Les murs se resserrent autour de Gianni Infantino. Le président de la FIFA a passé des années à consolider son pouvoir au sein de l'organe directeur du football mondial, mais sa dernière initiative — la vente de participations dans une nouvelle entreprise privée liée aux droits commerciaux de la Coupe du Monde — a déclenché une rébellion qui inclut désormais des personnes au sein même de son organisation.
Carlos Cordeiro, conseiller principal de la FIFA, a démissionné de sa position le 31 juillet 2026, après cinq ans dans ce rôle. Sa raison était claire : la vente proposée de stake serait préjudiciable aux associations membres de la FIFA et à l'avenir à long terme du sport.

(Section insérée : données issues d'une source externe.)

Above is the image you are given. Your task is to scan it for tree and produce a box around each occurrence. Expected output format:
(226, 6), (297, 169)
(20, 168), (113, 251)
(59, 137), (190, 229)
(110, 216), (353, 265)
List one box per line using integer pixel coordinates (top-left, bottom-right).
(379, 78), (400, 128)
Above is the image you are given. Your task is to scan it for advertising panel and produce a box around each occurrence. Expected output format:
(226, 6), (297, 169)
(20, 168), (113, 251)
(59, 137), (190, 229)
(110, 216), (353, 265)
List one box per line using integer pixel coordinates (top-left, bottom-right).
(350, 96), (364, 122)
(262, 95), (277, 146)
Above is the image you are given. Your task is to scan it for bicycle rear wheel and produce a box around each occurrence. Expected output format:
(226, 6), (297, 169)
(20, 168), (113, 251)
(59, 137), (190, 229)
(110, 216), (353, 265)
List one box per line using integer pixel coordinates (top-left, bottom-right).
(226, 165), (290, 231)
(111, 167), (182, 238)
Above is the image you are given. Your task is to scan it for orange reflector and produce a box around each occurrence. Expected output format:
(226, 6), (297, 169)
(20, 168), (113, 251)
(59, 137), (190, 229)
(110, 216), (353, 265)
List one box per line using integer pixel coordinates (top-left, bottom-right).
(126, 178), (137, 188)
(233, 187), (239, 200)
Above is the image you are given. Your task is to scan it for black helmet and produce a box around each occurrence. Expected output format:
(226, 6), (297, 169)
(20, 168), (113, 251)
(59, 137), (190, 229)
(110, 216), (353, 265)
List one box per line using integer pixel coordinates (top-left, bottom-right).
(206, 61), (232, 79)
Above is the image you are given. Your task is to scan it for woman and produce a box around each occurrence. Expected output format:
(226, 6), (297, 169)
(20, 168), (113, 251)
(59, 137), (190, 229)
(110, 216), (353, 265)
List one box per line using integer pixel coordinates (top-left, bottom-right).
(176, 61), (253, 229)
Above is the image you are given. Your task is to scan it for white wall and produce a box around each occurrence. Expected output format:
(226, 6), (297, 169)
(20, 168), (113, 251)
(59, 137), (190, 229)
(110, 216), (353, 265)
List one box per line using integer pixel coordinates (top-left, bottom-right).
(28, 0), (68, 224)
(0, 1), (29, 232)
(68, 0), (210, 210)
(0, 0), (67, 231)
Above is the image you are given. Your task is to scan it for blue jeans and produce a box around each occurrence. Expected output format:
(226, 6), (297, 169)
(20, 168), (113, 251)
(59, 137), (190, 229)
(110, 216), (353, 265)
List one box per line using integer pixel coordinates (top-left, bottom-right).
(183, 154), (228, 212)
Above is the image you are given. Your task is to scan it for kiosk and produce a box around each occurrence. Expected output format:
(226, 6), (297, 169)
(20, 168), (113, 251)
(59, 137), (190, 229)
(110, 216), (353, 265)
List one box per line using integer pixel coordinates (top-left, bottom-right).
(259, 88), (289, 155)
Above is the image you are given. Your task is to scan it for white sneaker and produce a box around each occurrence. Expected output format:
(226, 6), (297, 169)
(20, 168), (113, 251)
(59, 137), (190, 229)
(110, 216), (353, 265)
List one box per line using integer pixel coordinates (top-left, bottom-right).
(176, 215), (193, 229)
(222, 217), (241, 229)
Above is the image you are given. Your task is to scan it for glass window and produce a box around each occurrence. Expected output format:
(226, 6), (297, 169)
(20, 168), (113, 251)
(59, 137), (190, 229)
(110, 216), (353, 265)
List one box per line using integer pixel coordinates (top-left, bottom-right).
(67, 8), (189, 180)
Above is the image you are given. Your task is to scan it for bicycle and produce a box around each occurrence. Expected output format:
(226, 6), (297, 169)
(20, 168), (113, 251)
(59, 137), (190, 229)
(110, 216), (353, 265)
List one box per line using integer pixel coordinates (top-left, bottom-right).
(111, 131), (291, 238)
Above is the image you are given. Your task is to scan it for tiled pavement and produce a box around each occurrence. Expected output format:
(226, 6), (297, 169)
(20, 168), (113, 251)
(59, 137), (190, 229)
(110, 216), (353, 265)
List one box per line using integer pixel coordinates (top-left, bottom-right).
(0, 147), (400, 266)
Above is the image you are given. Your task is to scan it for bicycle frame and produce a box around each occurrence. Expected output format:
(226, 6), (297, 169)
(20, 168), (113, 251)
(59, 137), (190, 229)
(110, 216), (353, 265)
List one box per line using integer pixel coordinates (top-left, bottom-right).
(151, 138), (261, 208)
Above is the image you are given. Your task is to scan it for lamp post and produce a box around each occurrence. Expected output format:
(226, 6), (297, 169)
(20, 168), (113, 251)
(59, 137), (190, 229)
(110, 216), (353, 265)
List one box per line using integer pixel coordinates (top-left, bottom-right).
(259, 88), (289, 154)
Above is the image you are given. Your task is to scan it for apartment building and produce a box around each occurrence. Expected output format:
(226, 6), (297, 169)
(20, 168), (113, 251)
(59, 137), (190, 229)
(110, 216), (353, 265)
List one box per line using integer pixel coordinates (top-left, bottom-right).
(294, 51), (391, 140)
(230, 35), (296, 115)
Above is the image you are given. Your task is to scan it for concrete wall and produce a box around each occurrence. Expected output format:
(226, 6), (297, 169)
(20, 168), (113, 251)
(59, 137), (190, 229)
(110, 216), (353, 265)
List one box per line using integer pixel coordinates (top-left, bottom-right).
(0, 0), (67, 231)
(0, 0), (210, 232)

Burnham allume l’allumette, Cordeiro verse l’essence
La démission de Cordeiro n’a pas eu lieu dans un vide. Elle intervient à la fin de quelques jours difficiles qui ont commencé par Andy Burnham, le Premier ministre britannique, remettant publiquement en question la capacité d’Infantino à diriger la FIFA.
Entre le 28 juillet et le 31 juillet, Burnham a formulé une série de critiques acerbes qui laissaient peu de place à une interprétation diplomatique. Il a qualifié Infantino « de mauvais homme pour diriger l'organisation » et a dénoncé la proposition d'investissement privé comme « outrageuse ».
Le football n'appartient pas aux investisseurs. La Coupe du monde n'a jamais été à vendre à qui que ce soit.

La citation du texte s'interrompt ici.